Electrical – Is this a normal fault mode for an arc fault or what is happening in the wiring to cause the AFCI to trip

afcielectricalwiring

Sorry for the long preamble.
I'm doing a remodel which involves adding a new guest room which shares a wall with the kitchen. I remodeled the kitchen a few years ago, so I have a good handle on the wiring there (like seven circuits — two for small appliances, lighting, dishwasher, disposal, microwave, and one more circuit for miscellany like the fridge, range hood, gas range outlet, the light in the adjacent laundry). I ran all new wires for everything, except for the miscellaneous circuit, I used a 12/2 cable from the 80s which looked perfectly good. Everything has been fine for 5 years.

Now I decide to use the circuit also for the outlets and lights in my new guest room. Everything is wired up, and everything works great. But then in preparing for the inspection I went and bought an AFCI since they will require it for that circuit.
AFCI trips. Crap.

Start debugging. Disconnect all the new wiring — still trips.
Unplug fridge — still trips. Unplug range — still trips.
Disconnect range hood — still trips.
Disconnect all the wires at the first outlet. As far as I know, it is a straight shot for the panel to this outlet. So maybe there really is arcing in the main line from the panel. But it does not trip. OK, I'm feeling pretty good at this point because I can add the downstream wiring one at a time.
Reconnect the range hood (without the hood on) — doesn't trip.
Reconnect the laundry lights and new wirings — doesn't trip! That is all the downstream wiring!

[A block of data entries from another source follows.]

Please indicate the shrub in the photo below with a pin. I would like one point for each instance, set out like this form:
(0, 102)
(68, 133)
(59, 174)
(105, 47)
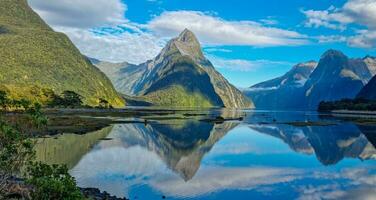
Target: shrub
(52, 182)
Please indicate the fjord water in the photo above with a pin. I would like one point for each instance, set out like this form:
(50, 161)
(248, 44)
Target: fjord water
(268, 155)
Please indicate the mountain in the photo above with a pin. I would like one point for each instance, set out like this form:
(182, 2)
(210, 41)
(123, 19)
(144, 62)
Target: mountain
(282, 92)
(334, 78)
(337, 77)
(369, 91)
(179, 76)
(181, 145)
(330, 144)
(36, 60)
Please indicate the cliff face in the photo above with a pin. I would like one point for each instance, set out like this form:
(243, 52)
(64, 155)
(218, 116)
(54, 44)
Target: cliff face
(179, 76)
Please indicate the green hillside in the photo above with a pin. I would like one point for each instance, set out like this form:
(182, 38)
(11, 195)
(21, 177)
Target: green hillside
(35, 59)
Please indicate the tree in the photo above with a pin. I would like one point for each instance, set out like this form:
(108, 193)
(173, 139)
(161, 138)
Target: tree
(4, 101)
(104, 104)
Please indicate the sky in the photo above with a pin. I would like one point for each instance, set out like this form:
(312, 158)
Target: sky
(247, 41)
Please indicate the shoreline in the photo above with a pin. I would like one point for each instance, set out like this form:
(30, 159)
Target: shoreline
(353, 113)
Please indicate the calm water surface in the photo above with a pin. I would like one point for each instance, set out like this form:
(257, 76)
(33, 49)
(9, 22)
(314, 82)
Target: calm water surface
(262, 157)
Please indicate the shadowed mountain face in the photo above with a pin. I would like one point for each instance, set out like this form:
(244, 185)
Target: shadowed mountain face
(69, 148)
(35, 60)
(284, 92)
(179, 76)
(180, 144)
(330, 144)
(369, 91)
(335, 77)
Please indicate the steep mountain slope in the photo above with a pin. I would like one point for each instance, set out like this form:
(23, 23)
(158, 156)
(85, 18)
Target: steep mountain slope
(283, 92)
(179, 76)
(369, 91)
(337, 77)
(35, 59)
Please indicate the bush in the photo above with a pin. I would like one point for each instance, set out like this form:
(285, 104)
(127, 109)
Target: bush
(68, 99)
(52, 182)
(348, 104)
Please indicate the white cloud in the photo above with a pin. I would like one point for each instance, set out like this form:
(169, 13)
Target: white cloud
(244, 65)
(360, 12)
(213, 30)
(330, 18)
(365, 39)
(83, 21)
(331, 38)
(80, 14)
(125, 46)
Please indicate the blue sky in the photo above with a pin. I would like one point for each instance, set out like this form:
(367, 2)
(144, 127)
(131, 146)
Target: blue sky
(247, 41)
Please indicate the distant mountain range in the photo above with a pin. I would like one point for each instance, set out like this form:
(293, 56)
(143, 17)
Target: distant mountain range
(35, 59)
(179, 76)
(335, 77)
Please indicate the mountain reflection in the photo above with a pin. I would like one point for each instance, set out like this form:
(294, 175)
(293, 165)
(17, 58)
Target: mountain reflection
(180, 144)
(191, 158)
(330, 144)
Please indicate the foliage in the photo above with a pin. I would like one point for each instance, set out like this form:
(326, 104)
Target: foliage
(17, 152)
(52, 182)
(348, 104)
(68, 99)
(32, 56)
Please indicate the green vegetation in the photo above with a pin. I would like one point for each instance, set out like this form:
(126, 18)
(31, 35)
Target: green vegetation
(52, 182)
(16, 152)
(178, 96)
(348, 104)
(34, 59)
(68, 99)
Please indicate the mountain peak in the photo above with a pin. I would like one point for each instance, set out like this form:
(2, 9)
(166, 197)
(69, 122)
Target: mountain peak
(333, 53)
(369, 57)
(187, 36)
(188, 45)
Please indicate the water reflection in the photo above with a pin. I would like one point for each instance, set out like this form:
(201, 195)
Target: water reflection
(193, 159)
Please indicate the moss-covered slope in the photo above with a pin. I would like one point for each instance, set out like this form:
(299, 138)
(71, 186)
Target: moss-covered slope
(33, 58)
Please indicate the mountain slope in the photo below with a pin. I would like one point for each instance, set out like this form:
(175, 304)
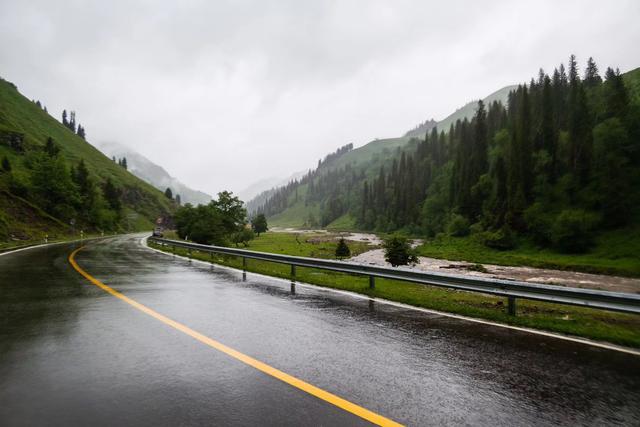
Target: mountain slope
(24, 130)
(368, 159)
(154, 174)
(470, 108)
(335, 195)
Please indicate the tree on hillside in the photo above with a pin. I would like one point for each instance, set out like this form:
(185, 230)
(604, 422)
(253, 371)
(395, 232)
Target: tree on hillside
(6, 165)
(342, 250)
(221, 222)
(51, 148)
(591, 76)
(53, 187)
(233, 213)
(72, 122)
(398, 251)
(243, 236)
(259, 224)
(112, 195)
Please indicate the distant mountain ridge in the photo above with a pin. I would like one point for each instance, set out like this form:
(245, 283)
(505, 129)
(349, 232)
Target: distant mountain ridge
(153, 173)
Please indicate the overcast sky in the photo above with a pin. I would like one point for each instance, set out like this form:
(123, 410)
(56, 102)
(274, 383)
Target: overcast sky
(223, 94)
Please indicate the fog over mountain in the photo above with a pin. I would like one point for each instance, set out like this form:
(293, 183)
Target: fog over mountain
(154, 174)
(225, 93)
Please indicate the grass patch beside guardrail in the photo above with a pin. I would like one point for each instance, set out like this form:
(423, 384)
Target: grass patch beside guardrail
(617, 328)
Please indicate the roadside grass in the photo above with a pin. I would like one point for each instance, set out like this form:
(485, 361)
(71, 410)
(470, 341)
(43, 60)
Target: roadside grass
(314, 245)
(614, 253)
(617, 328)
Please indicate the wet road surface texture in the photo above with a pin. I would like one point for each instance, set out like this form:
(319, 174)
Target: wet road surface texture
(72, 354)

Then I switched on the laundry lights — trips — just the lights, maybe 50W.
Turn lights off, plug in fridge — trips.

Basically, I'm forced to conclude that something about the wiring is causing the AFCI to trip — BUT ONLY when any current is being drawn — but it doesn't matter by what!

So now the question:
Is this really how an AFCI will trip or how an arc will happen? Only when there is any current being drawn? I was assuming that if the wiring is really susceptible to arcing, it would happen just from hot being poorly insulated from ground or neutral. Why does current need to be drawn?? Is this just about how AFCIs work?

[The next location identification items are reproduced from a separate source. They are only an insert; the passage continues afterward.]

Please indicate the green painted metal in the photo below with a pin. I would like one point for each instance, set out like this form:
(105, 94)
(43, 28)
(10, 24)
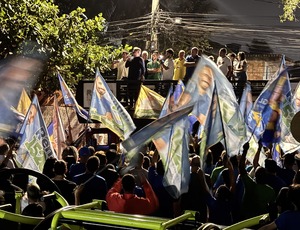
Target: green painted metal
(20, 218)
(18, 197)
(60, 199)
(119, 219)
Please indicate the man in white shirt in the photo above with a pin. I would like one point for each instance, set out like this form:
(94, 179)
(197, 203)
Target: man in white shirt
(168, 65)
(224, 63)
(120, 65)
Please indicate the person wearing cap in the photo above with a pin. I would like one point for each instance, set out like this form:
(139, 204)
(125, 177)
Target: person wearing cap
(78, 168)
(120, 66)
(136, 74)
(191, 62)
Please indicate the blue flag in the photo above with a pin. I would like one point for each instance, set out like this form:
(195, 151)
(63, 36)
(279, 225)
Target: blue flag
(200, 91)
(212, 131)
(35, 145)
(108, 110)
(287, 107)
(69, 99)
(265, 117)
(246, 102)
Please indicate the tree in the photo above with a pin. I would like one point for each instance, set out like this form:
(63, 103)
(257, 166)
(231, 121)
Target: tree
(289, 8)
(70, 41)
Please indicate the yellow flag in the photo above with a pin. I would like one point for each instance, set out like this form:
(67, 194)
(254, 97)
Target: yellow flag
(148, 104)
(24, 102)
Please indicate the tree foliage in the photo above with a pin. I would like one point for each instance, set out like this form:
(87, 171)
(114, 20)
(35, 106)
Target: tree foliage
(289, 9)
(70, 41)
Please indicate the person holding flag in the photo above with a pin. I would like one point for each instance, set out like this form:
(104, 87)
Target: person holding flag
(108, 110)
(35, 145)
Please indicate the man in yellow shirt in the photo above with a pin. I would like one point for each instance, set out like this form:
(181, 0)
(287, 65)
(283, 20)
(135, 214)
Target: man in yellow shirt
(179, 68)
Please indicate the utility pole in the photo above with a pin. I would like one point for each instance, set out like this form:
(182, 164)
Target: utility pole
(154, 20)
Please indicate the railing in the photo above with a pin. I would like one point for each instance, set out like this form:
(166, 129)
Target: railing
(119, 89)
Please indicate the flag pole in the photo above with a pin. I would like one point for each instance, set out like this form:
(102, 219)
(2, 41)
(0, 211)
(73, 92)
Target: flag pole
(222, 123)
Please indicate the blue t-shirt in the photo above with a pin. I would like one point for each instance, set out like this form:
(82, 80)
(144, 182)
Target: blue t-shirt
(190, 70)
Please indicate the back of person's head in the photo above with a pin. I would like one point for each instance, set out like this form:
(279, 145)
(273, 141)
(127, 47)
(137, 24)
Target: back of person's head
(146, 162)
(84, 154)
(70, 160)
(234, 161)
(92, 164)
(226, 178)
(296, 179)
(92, 150)
(33, 192)
(242, 55)
(191, 148)
(60, 167)
(170, 51)
(128, 183)
(270, 166)
(102, 157)
(136, 49)
(111, 166)
(4, 149)
(223, 50)
(160, 168)
(260, 175)
(140, 159)
(223, 193)
(70, 151)
(232, 55)
(294, 195)
(289, 160)
(113, 146)
(195, 162)
(282, 201)
(111, 156)
(195, 49)
(48, 168)
(209, 158)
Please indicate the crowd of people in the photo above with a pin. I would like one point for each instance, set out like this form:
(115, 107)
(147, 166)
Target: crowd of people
(138, 67)
(223, 190)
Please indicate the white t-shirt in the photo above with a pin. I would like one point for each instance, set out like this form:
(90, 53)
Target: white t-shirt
(122, 70)
(168, 73)
(223, 63)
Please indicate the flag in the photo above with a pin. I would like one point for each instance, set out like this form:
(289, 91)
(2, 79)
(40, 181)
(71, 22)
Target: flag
(69, 99)
(35, 146)
(24, 102)
(246, 102)
(287, 107)
(108, 110)
(296, 98)
(265, 117)
(168, 104)
(59, 138)
(173, 147)
(179, 88)
(212, 131)
(148, 104)
(145, 135)
(170, 136)
(14, 74)
(276, 154)
(172, 144)
(200, 90)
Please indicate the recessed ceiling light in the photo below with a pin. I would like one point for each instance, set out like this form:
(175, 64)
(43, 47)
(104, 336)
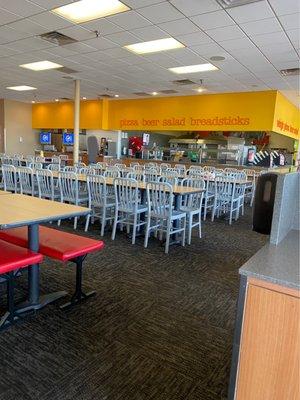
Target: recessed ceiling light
(21, 88)
(200, 90)
(154, 46)
(87, 10)
(190, 69)
(41, 65)
(217, 58)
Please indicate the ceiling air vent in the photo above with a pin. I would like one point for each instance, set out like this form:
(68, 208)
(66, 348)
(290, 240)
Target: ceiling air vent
(235, 3)
(183, 82)
(57, 38)
(290, 72)
(168, 91)
(66, 70)
(141, 94)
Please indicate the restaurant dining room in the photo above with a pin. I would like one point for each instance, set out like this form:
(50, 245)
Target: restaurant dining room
(149, 200)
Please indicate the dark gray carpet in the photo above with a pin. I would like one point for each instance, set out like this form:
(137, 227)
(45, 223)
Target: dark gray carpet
(160, 327)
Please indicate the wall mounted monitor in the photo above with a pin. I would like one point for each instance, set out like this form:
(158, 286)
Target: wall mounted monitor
(45, 137)
(68, 138)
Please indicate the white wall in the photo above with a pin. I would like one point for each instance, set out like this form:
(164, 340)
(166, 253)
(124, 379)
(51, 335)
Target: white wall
(18, 123)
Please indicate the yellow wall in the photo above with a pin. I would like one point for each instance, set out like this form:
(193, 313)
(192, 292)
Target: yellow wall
(61, 115)
(286, 118)
(224, 112)
(247, 111)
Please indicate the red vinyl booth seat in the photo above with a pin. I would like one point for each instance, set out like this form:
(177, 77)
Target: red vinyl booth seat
(56, 244)
(14, 257)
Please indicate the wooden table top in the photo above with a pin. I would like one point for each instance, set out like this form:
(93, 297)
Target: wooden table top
(177, 189)
(19, 210)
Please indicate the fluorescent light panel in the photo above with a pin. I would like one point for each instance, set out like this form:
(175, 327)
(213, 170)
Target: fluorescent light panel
(41, 65)
(190, 69)
(87, 10)
(154, 46)
(21, 88)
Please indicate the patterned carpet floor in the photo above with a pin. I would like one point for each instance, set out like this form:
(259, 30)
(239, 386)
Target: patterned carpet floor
(160, 327)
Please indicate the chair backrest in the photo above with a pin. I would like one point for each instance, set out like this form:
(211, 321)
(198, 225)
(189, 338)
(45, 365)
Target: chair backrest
(137, 175)
(159, 199)
(151, 175)
(34, 165)
(180, 168)
(112, 172)
(193, 200)
(53, 167)
(26, 180)
(97, 192)
(209, 168)
(45, 183)
(171, 179)
(69, 186)
(126, 194)
(86, 171)
(120, 165)
(70, 168)
(9, 176)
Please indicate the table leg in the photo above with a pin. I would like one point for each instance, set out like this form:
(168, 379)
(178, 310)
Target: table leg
(35, 301)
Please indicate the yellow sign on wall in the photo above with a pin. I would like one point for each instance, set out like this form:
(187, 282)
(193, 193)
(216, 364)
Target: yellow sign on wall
(217, 112)
(247, 111)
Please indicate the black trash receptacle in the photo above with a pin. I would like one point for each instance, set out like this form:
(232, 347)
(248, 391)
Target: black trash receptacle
(264, 203)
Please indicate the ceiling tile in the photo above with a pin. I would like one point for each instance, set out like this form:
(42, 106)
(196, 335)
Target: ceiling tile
(21, 7)
(50, 21)
(194, 39)
(78, 33)
(100, 43)
(149, 33)
(162, 12)
(225, 33)
(261, 27)
(123, 38)
(129, 20)
(195, 7)
(291, 21)
(102, 25)
(6, 17)
(283, 7)
(179, 27)
(251, 12)
(213, 20)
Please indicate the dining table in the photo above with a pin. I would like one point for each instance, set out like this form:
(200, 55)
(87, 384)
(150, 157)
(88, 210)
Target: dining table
(18, 210)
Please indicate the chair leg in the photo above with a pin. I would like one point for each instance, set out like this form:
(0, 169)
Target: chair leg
(103, 221)
(134, 229)
(147, 231)
(113, 236)
(168, 237)
(78, 295)
(183, 232)
(190, 223)
(87, 222)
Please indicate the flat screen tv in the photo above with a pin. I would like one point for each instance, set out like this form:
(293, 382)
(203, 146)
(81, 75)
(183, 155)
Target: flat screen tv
(68, 138)
(45, 137)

What is the explanation of what is wrong with my wiring and/or how to debug it now?

Best Answer

For everyone's info, and because it could help someone else, here is the actual answer in my case.

While I had connected the white wire coming out of the AFCI to the ground bar, I hadn't connected the neutral from the circuit to the AFCI. In my case it was because I didn't realize the extra screw terminal was actually there and the documentation wasn't helpful.

Bottom line: If you install a combination AFCI and connect the hot but not the neutral, it will not pop until there is a load. After the fact, that actually makes sense. This is like a ground fault from the AFCI's point of view because it can't see the current going back through its neutral port.